Hiçbir miras doğruluk kadar zengin değildir.” Shakespeare

 

Şimdiki zamanda sıkça görülen işin yürümemesi ve iş başvurularında bulunanlara “Bugün git, yarın gel” denmesinin nedeni ise “Ben mükemmelim, ben olmasam işler yürümez,ben olmazsam bu işletme ayakta kalamaz “diyenlerin sergilediği tutumdan dolayı, işini severek iş ahlakına uyarak yapan insanların karşısındakini küçümsemesi ve ilgilenmemesi durumunun tamamıyla iş ahlakını ters düştüğü ile ilgili olduğunu unutmamak gerekir.

Her insan, karşısındakinin de en az kendisi kadar mutlu olmaya hakkı olduğunun, huzur ve bolluk içinde yaşamaya, az zamanda çok iş başarıp daha ferah bir hayata kavuşmaya hakkı olduğunu bilmelidir.

İşini yapan insan, karşısındaki insan yerine kendisini koymalı ve kendisi nasıl hizmet bekliyorsa, öyle hizmet etmelidir” . Kendilerini asla işe nimet bilmemeli.
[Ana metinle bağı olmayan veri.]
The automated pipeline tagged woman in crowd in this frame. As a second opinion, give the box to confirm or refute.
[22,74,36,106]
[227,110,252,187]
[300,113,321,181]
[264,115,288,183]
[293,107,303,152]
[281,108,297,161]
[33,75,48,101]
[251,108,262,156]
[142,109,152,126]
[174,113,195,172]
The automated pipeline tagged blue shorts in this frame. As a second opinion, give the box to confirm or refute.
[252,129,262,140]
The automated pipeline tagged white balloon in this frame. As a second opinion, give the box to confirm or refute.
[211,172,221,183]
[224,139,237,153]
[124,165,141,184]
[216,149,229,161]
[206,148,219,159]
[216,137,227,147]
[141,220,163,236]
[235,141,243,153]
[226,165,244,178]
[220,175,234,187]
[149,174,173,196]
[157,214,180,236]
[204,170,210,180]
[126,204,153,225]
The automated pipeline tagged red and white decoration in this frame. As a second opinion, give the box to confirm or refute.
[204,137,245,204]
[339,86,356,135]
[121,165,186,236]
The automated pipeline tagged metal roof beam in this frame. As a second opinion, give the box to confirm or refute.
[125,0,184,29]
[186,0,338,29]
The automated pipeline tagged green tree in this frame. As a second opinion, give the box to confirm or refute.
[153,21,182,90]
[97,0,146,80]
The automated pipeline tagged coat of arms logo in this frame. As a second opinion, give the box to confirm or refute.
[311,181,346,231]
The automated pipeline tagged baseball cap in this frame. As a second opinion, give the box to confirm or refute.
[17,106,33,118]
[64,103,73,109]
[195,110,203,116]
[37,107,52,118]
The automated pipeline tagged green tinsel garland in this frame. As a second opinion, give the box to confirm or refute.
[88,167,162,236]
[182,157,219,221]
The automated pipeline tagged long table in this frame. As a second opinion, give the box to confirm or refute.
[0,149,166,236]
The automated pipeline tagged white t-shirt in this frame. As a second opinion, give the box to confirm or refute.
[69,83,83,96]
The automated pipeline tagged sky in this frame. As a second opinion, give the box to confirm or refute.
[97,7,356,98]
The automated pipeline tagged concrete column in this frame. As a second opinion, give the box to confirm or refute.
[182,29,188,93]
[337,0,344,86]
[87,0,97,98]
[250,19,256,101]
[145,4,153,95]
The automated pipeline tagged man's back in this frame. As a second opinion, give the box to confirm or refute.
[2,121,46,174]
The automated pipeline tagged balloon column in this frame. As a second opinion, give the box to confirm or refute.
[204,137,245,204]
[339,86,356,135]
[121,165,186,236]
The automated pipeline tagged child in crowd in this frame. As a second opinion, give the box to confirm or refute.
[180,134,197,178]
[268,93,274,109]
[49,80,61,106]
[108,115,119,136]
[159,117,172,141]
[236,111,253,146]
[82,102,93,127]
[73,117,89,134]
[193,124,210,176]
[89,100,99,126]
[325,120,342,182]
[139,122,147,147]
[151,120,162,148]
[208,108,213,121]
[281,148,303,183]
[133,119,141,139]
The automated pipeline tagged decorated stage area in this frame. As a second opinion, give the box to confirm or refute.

Bir başkasının da o işi yapacağını bilmek insanı alçak gönüllü olmaya sevk eder. Hiçbir şey alternatifsiz değildir. İşi kendisine nimet bilen insan, işiyle Hava atmayı bırakıp işinin hakkını verir.İş ahlâkını benimseyerek işine sahip çıkmalıdır.

Bir insan için Allah’ın en büyük ihsanı iyi ahlâktır. Güzel bir yüz ya da nazlı bir davranış bile, kalp kötüyse fena ahlâkı gizleyemez.